I am a postdoctoral scholar at New York University, where I was selected for the Provost's Postdoctoral Fellowship Program. I am also a 2018-19 CSIS U.S.-Korea NextGen Scholar.
I study how nationalism shapes democratic stability and resilience in East Asia, with particular focus on the Korean peninsula. My research is motivated by one of my first political memories growing up in South Korea: citizens lined up to donate gold during the Asian Financial Crisis to keep the young democracy afloat. What pushes citizens to hold steadfast to democratic norms in the face of crisis or democratic backsliding? What holds democracies together through hard times, when payoffs largely fail? I examine how nationalism—typically seen as a violent, destabilizing force in democracies—serves as that “moral glue” for many ordinary citizens in practice. I study such questions in contexts of citizen compliance, minority participation, and refugee integration.
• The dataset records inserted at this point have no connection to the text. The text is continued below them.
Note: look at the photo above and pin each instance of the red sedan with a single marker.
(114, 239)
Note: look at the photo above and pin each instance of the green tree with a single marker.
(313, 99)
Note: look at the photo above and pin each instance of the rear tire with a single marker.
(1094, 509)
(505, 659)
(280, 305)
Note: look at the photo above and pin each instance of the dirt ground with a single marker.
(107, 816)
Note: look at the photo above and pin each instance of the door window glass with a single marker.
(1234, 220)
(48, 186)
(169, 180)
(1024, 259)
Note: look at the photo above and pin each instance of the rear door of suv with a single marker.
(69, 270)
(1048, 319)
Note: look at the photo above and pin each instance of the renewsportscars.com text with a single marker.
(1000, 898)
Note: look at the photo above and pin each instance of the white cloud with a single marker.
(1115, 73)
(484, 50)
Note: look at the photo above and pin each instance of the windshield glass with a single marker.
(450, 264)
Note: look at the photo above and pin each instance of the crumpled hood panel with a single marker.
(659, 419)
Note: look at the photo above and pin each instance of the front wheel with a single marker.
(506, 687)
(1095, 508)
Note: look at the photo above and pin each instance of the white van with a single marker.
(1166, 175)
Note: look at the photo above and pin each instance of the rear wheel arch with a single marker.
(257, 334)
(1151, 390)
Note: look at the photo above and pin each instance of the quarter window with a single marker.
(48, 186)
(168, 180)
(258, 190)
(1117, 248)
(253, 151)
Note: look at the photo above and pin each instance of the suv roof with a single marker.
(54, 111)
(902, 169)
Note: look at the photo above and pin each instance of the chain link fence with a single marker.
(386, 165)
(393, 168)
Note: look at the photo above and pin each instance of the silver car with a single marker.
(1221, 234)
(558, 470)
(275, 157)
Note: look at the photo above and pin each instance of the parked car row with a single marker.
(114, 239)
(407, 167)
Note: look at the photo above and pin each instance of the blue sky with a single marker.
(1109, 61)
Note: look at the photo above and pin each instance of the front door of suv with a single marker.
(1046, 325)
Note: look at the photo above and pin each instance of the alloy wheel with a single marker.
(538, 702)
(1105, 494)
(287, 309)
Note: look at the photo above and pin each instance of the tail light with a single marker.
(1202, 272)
My work is published or forthcoming in the British Journal of Political Science, Journal of East Asian Studies, Electoral Studies, Public Opinion Quarterly, and Korean Election Studies. My book manuscript, titled Dutiful Democracy: How Nations Hold Democracies Together, has been submitted for review to a university press.
I received my Ph.D. in Politics from Princeton University, M.P.P. from the Harvard Kennedy School, and B.A. from Stanford University.